Das Präventionsverfahren nach § 167 Abs. 1 SGB IX ist vom Arbeitgeber einzuleiten. Üblicherweise erfolgt die Einladung von Schwerbehindertenvertretung, Betriebs- bzw. Personalrat sowie dem Integrationsamt zu einem gemeinsamen (Erörterungs-)Gespräch. Das Verfahren erschöpft sich nicht in einer bloßen Anhörung der genannten Teilnehmer, erforderlich ist vielmehr ein umfassender wechselseitiger Austausch von Erkenntnissen, z.B. über die Ursachen der identifizierten Schwierigkeiten und über zur Verfügung stehende, auch mögliche finanzielle Hilfen sowie der Auffassungen dazu, ob und ggf. mit welchen konkreten Maßnahmen den im Einzelfall bestehenden Schwierigkeiten wirksam begegnet werden kann (vgl. BAG Urt. v. 21.04.2016, Az. 8 AZR 402/14). Der schwerbehinderte Arbeitnehmer ist ebenfalls in das Verfahren einzubeziehen, die Durchführung des Verfahrens ist jedoch – anders als beim betrieblichen Eingliederungsmanagement – nicht von dessen Zustimmung oder Beteiligung abhängig. Eine konkrete Ausgestaltung des Verfahrens schreibt das Gesetz im Übrigen nicht vor. Möglich ist es, dass zur Erreichung des Ziels, die identifizierten Schwierigkeiten zu überwinden, innerbetriebliche Maßnahmen (z.B. Versetzung auf einen leidensgerechten Arbeitsplatz) ergriffen oder außerbetriebliche Hilfen (z.B. Beratungsleistungen der Integrationsämter oder Integrationsfachdienste) eingeholt werden.

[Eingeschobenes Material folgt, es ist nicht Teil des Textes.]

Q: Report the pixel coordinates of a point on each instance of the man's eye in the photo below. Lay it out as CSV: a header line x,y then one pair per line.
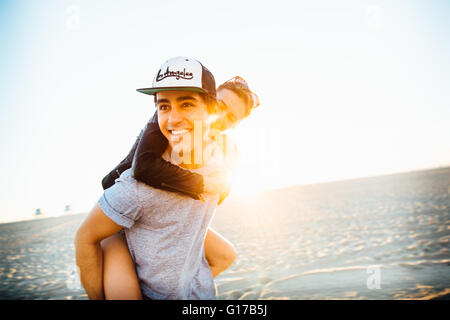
x,y
231,117
187,105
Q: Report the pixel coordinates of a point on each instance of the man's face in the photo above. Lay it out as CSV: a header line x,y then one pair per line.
x,y
235,109
177,111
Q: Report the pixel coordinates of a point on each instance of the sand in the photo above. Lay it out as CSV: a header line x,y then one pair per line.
x,y
384,237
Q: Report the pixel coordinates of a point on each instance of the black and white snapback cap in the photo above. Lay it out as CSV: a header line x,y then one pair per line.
x,y
182,73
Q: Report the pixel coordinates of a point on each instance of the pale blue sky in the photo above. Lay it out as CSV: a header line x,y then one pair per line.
x,y
347,89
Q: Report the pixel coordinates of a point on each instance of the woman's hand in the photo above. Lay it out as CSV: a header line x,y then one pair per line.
x,y
217,183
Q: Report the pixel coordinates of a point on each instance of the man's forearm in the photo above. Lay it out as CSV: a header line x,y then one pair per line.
x,y
89,258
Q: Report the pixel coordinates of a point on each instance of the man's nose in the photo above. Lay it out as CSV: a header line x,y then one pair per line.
x,y
175,116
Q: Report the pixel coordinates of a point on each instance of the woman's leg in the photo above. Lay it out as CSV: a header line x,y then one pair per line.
x,y
219,252
120,281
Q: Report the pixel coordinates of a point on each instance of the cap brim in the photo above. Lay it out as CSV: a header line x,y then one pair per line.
x,y
152,91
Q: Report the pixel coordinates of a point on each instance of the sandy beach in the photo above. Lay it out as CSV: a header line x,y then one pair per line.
x,y
385,237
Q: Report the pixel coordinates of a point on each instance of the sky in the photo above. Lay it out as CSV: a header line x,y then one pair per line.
x,y
347,88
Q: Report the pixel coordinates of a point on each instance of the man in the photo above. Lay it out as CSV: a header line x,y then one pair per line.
x,y
164,230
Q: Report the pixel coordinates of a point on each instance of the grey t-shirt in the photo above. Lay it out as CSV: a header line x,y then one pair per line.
x,y
165,232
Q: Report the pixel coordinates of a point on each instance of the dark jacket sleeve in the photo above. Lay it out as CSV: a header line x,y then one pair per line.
x,y
149,167
125,164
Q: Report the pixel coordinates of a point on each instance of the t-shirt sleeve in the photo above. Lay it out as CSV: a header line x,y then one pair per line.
x,y
120,202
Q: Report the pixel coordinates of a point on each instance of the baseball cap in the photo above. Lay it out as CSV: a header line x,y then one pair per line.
x,y
182,73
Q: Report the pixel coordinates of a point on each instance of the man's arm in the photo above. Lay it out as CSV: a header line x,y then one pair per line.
x,y
89,256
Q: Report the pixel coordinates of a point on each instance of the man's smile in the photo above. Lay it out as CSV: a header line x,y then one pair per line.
x,y
177,134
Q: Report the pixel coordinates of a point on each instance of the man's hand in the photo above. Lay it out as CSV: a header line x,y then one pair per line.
x,y
89,256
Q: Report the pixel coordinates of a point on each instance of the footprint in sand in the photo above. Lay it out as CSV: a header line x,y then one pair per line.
x,y
264,279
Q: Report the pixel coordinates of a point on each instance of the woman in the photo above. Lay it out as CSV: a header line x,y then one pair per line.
x,y
236,102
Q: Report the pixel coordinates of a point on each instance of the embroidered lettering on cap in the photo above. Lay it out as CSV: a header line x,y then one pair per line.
x,y
177,74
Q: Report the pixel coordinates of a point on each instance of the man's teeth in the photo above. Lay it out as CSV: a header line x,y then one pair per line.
x,y
179,132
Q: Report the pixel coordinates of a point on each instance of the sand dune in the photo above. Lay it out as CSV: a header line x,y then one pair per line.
x,y
384,237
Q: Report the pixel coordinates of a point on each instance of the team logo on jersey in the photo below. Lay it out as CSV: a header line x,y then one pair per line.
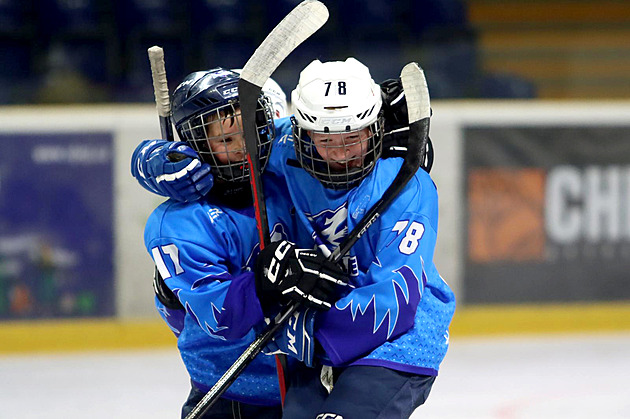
x,y
385,309
332,225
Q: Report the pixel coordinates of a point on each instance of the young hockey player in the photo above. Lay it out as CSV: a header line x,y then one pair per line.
x,y
386,337
205,249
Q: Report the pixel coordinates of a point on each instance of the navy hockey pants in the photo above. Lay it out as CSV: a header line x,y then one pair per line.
x,y
360,392
229,409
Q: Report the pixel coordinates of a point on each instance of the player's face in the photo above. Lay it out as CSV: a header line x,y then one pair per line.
x,y
343,150
225,138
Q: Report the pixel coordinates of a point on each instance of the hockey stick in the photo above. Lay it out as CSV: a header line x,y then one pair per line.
x,y
419,109
160,89
303,21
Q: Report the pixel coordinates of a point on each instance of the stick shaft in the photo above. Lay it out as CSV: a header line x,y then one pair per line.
x,y
160,90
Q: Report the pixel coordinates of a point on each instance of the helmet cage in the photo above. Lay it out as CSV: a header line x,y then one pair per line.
x,y
195,131
348,177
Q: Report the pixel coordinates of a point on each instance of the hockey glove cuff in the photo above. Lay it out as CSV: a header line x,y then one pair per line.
x,y
302,275
296,338
171,169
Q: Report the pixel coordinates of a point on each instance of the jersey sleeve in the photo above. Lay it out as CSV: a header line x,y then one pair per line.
x,y
388,272
195,258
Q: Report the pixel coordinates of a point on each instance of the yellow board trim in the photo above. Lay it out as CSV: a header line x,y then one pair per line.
x,y
79,335
519,319
82,335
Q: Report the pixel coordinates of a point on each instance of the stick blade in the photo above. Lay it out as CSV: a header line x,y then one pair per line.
x,y
416,92
303,21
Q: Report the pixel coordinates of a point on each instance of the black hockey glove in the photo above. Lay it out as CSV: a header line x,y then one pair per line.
x,y
302,275
396,126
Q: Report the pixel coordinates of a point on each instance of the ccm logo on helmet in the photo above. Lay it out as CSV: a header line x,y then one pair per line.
x,y
230,92
337,120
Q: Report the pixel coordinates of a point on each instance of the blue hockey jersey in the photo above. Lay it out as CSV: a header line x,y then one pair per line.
x,y
398,313
205,252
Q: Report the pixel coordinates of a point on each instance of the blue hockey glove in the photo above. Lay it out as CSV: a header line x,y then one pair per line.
x,y
171,169
302,275
296,338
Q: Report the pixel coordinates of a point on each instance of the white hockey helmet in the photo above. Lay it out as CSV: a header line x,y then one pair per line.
x,y
336,96
276,96
339,98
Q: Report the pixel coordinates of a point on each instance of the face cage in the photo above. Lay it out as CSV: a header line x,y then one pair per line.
x,y
318,167
195,132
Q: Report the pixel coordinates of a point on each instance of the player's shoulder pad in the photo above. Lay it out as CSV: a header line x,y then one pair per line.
x,y
192,221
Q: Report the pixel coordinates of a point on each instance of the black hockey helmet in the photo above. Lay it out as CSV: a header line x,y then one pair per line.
x,y
207,97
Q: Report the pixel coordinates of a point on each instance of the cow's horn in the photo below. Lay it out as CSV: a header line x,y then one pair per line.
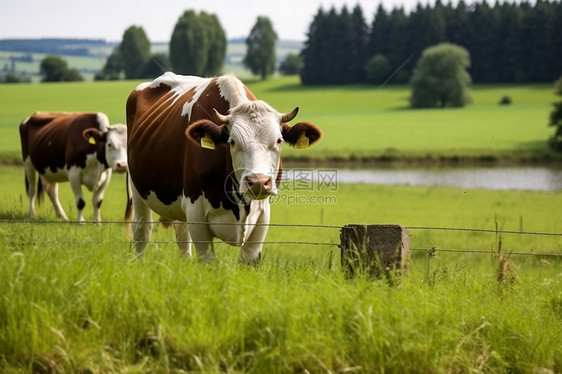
x,y
221,119
289,116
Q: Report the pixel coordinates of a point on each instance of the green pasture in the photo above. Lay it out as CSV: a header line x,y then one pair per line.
x,y
75,298
359,122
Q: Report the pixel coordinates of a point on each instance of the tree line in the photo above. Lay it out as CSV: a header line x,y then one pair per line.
x,y
507,42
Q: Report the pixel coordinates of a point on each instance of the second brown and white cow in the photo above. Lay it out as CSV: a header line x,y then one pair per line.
x,y
205,153
81,148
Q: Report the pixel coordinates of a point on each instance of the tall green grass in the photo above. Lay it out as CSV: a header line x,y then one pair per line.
x,y
76,299
359,121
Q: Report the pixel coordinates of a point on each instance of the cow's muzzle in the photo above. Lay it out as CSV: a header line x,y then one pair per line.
x,y
258,186
120,167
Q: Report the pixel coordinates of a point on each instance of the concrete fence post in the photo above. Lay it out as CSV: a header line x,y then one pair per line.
x,y
378,250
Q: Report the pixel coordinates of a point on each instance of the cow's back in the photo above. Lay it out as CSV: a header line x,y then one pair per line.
x,y
54,140
159,153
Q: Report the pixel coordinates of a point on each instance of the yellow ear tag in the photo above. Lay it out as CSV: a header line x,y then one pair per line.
x,y
302,142
207,142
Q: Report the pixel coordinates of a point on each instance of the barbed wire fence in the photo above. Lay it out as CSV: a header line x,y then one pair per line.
x,y
332,243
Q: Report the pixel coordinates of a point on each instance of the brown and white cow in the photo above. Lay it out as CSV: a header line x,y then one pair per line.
x,y
205,153
78,147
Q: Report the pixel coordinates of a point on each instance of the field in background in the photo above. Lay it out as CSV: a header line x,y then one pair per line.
x,y
360,122
93,63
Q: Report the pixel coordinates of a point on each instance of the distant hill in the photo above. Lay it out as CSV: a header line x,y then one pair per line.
x,y
23,56
63,47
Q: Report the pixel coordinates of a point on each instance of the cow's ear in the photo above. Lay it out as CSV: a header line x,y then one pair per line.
x,y
207,133
92,136
301,135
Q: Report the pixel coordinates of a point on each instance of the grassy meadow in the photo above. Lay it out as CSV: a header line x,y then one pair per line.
x,y
76,299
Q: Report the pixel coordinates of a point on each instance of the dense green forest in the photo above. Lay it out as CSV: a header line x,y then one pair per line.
x,y
507,42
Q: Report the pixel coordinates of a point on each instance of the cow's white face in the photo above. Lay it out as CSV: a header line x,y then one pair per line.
x,y
255,133
255,146
116,148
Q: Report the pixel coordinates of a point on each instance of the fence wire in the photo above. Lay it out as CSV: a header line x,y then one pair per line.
x,y
304,243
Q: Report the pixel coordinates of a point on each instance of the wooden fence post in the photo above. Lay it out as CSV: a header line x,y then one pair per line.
x,y
379,250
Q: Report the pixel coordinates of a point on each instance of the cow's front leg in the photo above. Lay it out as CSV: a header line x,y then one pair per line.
x,y
183,237
30,175
250,252
52,190
76,185
203,240
142,222
97,196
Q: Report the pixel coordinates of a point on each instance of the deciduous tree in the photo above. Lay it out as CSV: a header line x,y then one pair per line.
x,y
555,140
260,53
135,52
440,78
198,44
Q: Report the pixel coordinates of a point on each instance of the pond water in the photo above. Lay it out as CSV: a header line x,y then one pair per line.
x,y
496,178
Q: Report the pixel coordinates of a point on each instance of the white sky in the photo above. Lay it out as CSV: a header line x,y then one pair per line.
x,y
108,19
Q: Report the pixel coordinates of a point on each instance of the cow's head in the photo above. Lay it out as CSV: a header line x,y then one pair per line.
x,y
255,133
111,145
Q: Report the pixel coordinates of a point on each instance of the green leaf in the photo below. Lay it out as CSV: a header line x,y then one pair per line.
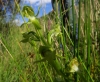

Fraglich bleibt, ob nach Ansicht des LAG Köln das – zeitaufwändige – Präventionsverfahren beendet sein muss, bevor eine Kündigung in der Wartezeit ausgesprochen werden kann. Treten die Schwierigkeiten erst gegen Ende der Wartezeit auf, wird es regelmäßig nicht möglich sein, das Verfahren vor Ablauf der Wartezeit zu beenden. Die Vorinstanz hatte angenommen, dass es ausreiche, wenn das Verfahren begonnen wird. Das bloße Versenden von Einladungen zu einem Präventionsgespräch vor Ausspruch einer Kündigung dürfte hiermit unseres Erachtens indes nicht gemeint sein.
Die Entscheidung des LAG Köln ist noch nicht rechtskräftig. Es bleibt abzuwarten, ob das BAG Gelegenheit erhält, sich mit der Thematik auseinanderzusetzen. Der vom ArbG Köln (und nunmehr auch vom LAG Köln) vertretenen Auffassung hatte sich zwischenzeitlich auch das ArbG Freiburg in einem Urteil (v. 04.06.2024, Az. 2 Ca 51/24) angeschlossen, gegen das Berufung beim LAG Baden-Württemberg (Az. 10 Sa 31/24) eingelegt worden ist. Bis zu einer neuen höchstrichterlichen Entscheidung ist Arbeitgebern zu empfehlen, vor einer Kündigung eines schwerbehinderten Arbeitnehmers in der Wartezeit vorsorglich frühzeitig das Präventionsverfahren einzuleiten und, so weit wie möglich, durchzuführen, im besten Fall sogar abzuschließen. Dabei gilt es, sich zu vergegenwärtigen, dass eine (vermutete) Benachteiligung eines Arbeitnehmers wegen einer Behinderung nicht nur Auswirkungen im Hinblick auf die Frage der Wirksamkeit der Kündigung hat, es kommen auch Entschädigungsansprüche nach dem Allgemeinen Gleichbehandlungsgesetz (AGG) in Betracht.